Posted on October 11, 2013 by Heidi
On September 30, 2013, the U.S. Department of Agriculture (USDA) announced it had completed its second sale of sugar under the Food, Conservation and Energy Act of 2008 (the 2008 Farm Bill) Feedstock Flexibility Program (FFP). Reportedly, USDA purchased the sugar for $65.9 million and sold it immediately for $12.6 million, a $53.3 million loss. Currently, no information is available about the sale on USDA's website because the website is suspended during the government shutdown.
The 2008 Farm Bill, which expired on September 30, directs USDA to keep sugar prices at or above certain levels, and authorizes USDA either to acquire sugar through forfeiture of sugar loans made by the USDA's Commodity Credit Corporation or to buy sugar and sell it to bioenergy producers until prices raise to those levels. Domestic sugar prices have been falling this year.
USDA was criticized for its first sale of sugar as part of the FFP because in that instance USDA had purchased 7,118 short tons of refined beet sugar for $3.6 million and sold it to renewable fuel producer Front Range Energy for $900,000 (a loss of $2.7 million).
Posted on September 05, 2013 by Heidi
The U.S. Department of Agriculture (USDA) announced that it had purchased 7,118 short tons of refined beet sugar for $3.6 million and sold it to renewable fuel producer Front Range Energy for $900,000 (a loss of $2.7 million) under the Food, Conservation and Energy Act of 2008 (the 2008 Farm Bill) Feedstock Flexibility Program (FFP). This was the first time USDA had utilized the FFP. The 2008 Farm Bill directs USDA to keep sugar prices at or above certain levels, and authorizes USDA to either acquire sugar through forfeiture of sugar loans made by the USDA's Commodity Credit Corporation or to buy sugar and sell it to bioenergy producers until prices raise to those levels.

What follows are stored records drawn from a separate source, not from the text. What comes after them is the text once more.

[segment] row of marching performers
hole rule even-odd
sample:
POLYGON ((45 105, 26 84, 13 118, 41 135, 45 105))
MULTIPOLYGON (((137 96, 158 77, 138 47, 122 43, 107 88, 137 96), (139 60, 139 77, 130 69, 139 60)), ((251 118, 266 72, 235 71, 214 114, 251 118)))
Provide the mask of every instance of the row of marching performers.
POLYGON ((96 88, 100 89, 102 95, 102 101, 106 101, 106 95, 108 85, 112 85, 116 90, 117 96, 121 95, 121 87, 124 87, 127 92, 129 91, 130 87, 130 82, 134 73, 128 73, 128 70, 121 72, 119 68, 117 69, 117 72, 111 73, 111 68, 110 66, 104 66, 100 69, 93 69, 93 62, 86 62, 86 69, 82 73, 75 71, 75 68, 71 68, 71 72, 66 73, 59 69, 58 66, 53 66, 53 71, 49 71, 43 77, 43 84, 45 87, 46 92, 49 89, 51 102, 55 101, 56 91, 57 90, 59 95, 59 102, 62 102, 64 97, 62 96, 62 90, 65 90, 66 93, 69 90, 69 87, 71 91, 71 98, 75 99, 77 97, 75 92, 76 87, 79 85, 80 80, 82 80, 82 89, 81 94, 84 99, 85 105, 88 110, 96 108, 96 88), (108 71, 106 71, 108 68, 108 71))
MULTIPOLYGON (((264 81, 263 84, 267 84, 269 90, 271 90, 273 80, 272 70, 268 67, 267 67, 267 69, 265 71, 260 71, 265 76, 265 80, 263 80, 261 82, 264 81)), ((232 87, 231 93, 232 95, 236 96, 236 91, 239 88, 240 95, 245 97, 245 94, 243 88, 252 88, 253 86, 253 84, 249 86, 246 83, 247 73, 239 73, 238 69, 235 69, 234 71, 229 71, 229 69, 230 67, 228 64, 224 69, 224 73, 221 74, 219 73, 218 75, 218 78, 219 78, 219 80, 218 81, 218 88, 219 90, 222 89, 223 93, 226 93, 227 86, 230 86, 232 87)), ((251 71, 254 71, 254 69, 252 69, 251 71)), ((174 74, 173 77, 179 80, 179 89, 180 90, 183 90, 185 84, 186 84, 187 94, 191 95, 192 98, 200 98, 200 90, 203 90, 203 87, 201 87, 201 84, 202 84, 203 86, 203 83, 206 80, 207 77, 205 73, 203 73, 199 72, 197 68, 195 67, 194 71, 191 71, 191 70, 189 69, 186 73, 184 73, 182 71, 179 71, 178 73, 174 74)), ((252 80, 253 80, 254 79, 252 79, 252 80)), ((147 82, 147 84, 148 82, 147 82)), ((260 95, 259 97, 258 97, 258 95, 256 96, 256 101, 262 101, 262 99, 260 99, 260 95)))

A copy of the USDA press release on this announcement is available online.
Posted on August 26, 2013 by Heidi
While in Brazil last week, U.S. Secretary of Energy Ernest Moniz stressed the importance of biofuels as part of President Obama's Climate Action Plan to reduce greenhouse gas emissions. To this end, Secretary Moniz called for greater partnership between the U.S. and Brazil on biofuels. Significantly, it was reported that Secretary Moniz stated that the U.S. Environmental Protection Agency (EPA) has the authority and ability, and will continue to consider imports when EPA sets the annual renewable volume obligations (RVO) under the federal Renewable Fuel Standard (RFS). This statement is important and signifies that EPA could continue to allow imported Brazilian sugarcane ethanol to meet annual RFS requirements.
As we recently reported, the U.S. Chamber of Commerce's Export Green Initiative continues plans for an upcoming trip to Brazil September 30-October 2, 2013, to encourage an increased relationship between that country and the U.S. on biofuels. Representatives from the Renewable Fuels Association (RFA), the trade association representing the Brazilian sugarcane industry (UNICA), and the Advanced Biofuels Association, along with 15 companies that produce biofuels in the U.S., are expected to attend the trip. More information is available online.
Posted on August 26, 2013 by Heidi
The U.S. Department of Agriculture (USDA) has announced that it will, for the first time, use its Feedstock Flexibility Program to help restore U.S. sugar prices at or above specific levels. Under the program, U.S. sugar producers may sell their sugar to USDA, which then plans to sell it to biofuels producers. Under the 2008 Farm Bill, USDA is required to keep U.S. sugar at prices at or above certain levels. This year's prices have been low.